For over two decades, a three decked boat hospital has been traversing the waterways of Bangladesh outreaching specialised healthcare services to people in remote regions. Jibontari, as it is named, has so far treated over seven lakh people at thirty two locations in twenty two districts along the rivers. With qualified doctors and nurses on board, the boat hospital has been anchoring at different riverside points bringing relief to the people suffering from different ailments but unable to avail medical services due to various factors. It has also performed surgical operations on over fifty thousand people.
When Jibontari was first floated in April in 1999, it was the first ever floating hospital in the country. The forty meter long and ten meter wide vessel had been tailor-made to be an appropriate medical facility with an operation theater, clinical laboratory, doctor's chamber etc. Impact Foundation Bangladesh, an NGO, operates the floating hospital with contributions and volunteer doctors coming in from different countries. In a riverine country with inaccessible communication network and more importantly in the backdrop of low key healthcare system, Jibontari was a beacon of hope and relief for millions of people living alongside the rivers.
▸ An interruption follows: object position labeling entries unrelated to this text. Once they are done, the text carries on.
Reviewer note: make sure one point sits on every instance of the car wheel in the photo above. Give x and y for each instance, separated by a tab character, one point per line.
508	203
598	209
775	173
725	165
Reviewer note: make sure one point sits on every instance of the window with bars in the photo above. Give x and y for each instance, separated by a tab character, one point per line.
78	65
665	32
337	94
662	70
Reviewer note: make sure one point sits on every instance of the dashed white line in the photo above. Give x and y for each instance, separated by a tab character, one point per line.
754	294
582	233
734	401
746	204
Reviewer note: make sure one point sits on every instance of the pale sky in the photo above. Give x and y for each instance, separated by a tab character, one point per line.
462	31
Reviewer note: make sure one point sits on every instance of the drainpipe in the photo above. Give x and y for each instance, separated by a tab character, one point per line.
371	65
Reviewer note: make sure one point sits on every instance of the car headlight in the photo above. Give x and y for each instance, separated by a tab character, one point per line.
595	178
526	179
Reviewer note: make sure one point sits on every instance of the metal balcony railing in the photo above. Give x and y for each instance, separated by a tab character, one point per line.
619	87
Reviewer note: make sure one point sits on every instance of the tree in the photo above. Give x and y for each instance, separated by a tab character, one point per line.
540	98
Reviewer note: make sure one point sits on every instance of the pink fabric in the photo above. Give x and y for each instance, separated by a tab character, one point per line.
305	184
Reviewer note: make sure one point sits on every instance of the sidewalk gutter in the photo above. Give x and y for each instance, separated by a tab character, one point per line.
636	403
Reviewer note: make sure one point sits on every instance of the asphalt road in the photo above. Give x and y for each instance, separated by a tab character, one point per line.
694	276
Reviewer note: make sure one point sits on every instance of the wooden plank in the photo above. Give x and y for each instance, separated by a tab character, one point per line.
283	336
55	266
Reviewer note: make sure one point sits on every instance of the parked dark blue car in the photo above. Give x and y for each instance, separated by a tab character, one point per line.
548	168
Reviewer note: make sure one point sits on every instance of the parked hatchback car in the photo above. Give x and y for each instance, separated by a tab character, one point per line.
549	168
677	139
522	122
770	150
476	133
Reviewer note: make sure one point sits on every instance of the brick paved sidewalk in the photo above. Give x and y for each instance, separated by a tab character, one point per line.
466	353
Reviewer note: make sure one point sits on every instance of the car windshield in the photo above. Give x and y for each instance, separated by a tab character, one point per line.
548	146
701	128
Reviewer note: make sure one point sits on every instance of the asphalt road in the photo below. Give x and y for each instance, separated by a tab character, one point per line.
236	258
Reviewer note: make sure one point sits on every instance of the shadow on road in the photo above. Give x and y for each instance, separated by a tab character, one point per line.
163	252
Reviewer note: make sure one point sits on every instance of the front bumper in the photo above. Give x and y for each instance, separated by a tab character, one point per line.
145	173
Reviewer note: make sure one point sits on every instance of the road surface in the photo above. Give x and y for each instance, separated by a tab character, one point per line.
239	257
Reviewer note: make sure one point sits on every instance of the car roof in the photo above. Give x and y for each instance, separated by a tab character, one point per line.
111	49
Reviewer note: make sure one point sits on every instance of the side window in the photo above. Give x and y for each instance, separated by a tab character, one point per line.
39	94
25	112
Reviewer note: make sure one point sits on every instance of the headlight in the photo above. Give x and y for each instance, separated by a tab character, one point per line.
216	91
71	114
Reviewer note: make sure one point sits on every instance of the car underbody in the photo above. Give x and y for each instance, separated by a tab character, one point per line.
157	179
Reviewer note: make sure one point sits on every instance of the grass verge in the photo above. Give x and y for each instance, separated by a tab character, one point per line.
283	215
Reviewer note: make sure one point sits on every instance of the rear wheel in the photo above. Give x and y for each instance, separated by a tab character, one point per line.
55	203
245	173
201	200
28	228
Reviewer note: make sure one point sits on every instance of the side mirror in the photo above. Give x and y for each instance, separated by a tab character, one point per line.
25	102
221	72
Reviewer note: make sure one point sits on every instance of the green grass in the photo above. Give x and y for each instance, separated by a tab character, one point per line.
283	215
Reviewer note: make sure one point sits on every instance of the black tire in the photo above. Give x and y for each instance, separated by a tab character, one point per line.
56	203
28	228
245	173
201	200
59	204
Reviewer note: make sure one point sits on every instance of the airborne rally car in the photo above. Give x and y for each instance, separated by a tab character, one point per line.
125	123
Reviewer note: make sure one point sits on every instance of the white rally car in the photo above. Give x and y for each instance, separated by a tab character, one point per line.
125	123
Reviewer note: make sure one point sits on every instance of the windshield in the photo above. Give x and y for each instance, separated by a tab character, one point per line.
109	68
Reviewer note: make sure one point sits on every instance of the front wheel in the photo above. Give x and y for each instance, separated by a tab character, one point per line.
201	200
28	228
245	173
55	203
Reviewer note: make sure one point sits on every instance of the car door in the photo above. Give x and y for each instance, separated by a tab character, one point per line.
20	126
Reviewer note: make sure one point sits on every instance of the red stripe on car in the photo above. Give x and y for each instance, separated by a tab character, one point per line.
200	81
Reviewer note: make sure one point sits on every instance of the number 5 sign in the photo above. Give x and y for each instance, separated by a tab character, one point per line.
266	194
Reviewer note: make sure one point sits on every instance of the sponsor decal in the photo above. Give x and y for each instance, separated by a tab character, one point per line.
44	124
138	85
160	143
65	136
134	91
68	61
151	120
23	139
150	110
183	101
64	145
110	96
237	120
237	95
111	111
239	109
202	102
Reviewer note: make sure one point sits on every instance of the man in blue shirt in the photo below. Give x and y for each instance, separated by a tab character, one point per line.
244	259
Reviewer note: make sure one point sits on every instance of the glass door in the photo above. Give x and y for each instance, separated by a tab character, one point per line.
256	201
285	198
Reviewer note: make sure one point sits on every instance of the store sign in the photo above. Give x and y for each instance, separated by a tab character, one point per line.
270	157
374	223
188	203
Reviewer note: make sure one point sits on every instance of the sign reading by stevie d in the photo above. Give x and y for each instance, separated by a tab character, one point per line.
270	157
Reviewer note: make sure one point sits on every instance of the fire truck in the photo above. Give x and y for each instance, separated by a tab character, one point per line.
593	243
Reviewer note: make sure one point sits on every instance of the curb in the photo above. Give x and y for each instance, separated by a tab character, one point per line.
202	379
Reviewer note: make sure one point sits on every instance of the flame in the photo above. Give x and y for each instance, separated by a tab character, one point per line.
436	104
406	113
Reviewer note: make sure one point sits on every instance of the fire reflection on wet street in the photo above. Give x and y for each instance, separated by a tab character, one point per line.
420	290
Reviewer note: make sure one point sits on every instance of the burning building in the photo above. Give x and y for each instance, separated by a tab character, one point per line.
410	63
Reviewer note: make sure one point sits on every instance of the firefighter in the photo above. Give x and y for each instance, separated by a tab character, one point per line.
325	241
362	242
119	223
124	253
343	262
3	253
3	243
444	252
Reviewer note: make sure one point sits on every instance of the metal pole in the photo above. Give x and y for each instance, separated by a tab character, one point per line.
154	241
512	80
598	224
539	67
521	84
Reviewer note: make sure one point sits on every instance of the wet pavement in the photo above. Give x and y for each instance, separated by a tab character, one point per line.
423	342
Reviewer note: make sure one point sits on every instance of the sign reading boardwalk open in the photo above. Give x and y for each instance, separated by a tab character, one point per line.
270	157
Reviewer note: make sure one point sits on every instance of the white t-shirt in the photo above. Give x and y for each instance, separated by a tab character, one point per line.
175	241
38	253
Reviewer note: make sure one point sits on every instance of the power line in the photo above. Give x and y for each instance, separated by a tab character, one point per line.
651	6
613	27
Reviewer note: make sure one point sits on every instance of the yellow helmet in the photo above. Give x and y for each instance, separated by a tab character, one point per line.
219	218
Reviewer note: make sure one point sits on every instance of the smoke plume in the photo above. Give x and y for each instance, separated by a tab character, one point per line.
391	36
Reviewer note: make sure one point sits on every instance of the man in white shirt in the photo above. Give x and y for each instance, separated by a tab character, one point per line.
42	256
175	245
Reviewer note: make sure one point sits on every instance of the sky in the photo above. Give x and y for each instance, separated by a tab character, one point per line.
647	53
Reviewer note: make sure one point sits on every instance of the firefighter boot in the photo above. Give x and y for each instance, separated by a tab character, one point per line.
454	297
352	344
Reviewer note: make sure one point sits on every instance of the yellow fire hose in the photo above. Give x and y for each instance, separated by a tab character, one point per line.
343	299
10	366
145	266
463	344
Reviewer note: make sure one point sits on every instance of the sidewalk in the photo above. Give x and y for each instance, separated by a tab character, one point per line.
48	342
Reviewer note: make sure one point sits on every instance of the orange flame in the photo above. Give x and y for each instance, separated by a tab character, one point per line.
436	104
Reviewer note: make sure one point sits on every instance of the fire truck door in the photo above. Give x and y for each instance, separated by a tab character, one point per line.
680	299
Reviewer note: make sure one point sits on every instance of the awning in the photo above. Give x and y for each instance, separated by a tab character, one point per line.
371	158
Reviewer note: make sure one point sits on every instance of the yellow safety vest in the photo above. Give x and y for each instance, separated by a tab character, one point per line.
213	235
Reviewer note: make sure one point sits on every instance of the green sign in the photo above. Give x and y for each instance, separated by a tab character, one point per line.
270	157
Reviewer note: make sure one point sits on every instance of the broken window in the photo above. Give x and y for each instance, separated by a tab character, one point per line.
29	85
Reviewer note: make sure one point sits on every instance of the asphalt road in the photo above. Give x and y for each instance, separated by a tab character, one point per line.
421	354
Besides providing normal treatment, the boat hospital has also conducted over fifty thousand surgeries related to eye, ENT, orthopedic and cleft lip palate. On many occasions, surgeons from many countries conducted the surgical operations. Besides, they also trained the local doctors and nurses. With initial funding from the Impact Foundation in the UK, the vessel was made at Narayanganj dockyard under full supervision of a well reputed British naval architect. The vessel Jibontari is still in full steam and continuing to supplement the government's healthcare inclusion services in the country.
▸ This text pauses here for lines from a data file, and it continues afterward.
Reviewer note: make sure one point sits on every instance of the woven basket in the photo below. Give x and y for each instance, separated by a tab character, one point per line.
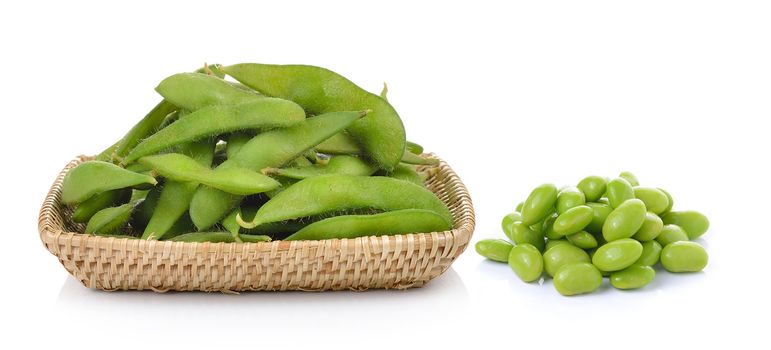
399	261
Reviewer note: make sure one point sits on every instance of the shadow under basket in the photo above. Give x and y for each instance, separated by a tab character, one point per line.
398	261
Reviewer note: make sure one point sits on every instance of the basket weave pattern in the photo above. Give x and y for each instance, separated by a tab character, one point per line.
399	261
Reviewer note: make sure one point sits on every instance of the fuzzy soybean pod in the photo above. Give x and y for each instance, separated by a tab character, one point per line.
265	113
539	204
388	223
92	177
84	211
340	164
240	181
318	90
339	193
269	149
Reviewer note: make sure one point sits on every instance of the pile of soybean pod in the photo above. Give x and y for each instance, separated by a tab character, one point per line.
288	152
602	227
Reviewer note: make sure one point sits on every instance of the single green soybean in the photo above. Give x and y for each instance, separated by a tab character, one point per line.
269	149
526	261
600	212
617	255
619	191
624	221
671	233
684	256
539	204
669	198
692	222
388	223
508	221
339	164
577	278
494	249
593	187
264	113
92	177
522	234
84	211
632	277
237	181
193	91
583	240
650	255
630	178
563	254
319	91
650	229
335	193
569	198
655	200
110	220
217	237
573	220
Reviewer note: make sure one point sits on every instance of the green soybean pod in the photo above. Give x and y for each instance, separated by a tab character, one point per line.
577	278
619	191
669	199
671	233
333	193
508	221
522	234
583	240
110	220
494	249
650	255
630	178
684	256
600	212
655	200
624	221
632	277
319	91
562	254
573	220
92	177
617	255
694	223
388	223
84	211
650	229
593	187
526	261
569	198
539	204
261	114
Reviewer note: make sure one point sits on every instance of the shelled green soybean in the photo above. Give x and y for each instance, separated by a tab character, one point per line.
289	152
601	227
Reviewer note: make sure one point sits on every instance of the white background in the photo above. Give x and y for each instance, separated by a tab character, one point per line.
511	94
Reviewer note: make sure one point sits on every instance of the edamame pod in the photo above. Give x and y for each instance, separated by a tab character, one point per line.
319	91
526	261
388	223
632	277
233	180
624	221
494	249
684	257
334	193
539	204
92	177
269	149
263	113
692	222
193	91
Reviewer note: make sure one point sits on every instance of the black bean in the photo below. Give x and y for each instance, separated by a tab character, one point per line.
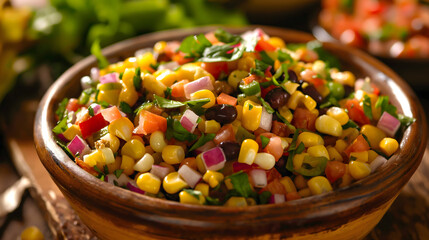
277	97
311	91
231	150
222	113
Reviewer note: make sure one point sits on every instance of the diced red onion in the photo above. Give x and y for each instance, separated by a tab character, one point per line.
170	65
389	124
159	171
277	198
121	181
207	146
199	84
78	145
189	120
259	177
132	187
214	159
377	162
109	78
95	73
190	176
266	120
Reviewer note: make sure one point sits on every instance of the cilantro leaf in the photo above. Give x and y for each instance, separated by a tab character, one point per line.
137	80
96	51
202	140
264	141
367	107
124	107
241	184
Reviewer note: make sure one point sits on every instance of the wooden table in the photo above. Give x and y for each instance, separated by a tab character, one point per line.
408	218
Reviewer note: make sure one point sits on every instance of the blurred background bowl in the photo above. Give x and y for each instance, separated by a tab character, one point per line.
347	213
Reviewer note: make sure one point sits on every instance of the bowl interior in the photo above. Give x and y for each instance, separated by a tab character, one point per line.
377	188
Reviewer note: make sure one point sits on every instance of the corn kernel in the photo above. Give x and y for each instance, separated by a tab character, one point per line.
338	114
319	185
309	102
236	202
340	145
157	141
204	94
288	184
203	188
286	113
249	149
309	139
359	170
127	165
188	198
298	159
373	134
149	183
295	99
328	125
213	178
211	126
359	156
372	155
172	183
144	164
334	155
265	161
252	113
134	149
122	128
306	192
71	132
173	154
388	146
318	151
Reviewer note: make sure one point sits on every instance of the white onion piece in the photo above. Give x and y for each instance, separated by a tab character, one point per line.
190	176
109	78
189	120
199	84
121	181
377	162
78	145
214	159
389	124
259	177
160	171
266	120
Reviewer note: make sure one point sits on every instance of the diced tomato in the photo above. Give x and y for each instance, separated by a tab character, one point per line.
356	113
86	167
73	105
215	68
335	170
111	114
149	123
177	89
224	98
358	145
263	45
303	118
292	196
92	125
226	133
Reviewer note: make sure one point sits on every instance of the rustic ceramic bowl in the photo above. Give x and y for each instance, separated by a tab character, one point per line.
348	213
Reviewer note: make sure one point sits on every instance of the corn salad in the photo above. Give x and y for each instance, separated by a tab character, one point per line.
222	119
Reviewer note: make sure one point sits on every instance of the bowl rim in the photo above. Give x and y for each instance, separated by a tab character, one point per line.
362	193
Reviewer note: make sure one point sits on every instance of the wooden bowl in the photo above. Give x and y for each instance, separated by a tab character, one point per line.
348	213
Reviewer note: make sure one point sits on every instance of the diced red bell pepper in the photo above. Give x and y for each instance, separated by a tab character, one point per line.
92	125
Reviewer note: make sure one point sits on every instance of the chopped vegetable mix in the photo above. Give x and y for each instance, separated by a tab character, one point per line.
246	119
Proper healthcare inclusion is a pre-requisite for over all development of any society. For a country like ours with a massive population living on a terrain decked with rivers and waterways, it is indeed a herculean task to bring all people under the umbrella of health care facilities, even the basic ones. As though there has been a good surge in increasing government facilities across the country, yet the gap remains high in doctor-people ratio. Of course the quality of services and affordability in public healthcare centres and those in private hospitals, in big cities particularly, also remains in debate. Several health-related NGOs have also helped in outreaching basic healthcare services to the people throughout the country. But the population keeps on growing and the diseases too. As such, ensuring healthcare for all remains in dire straits.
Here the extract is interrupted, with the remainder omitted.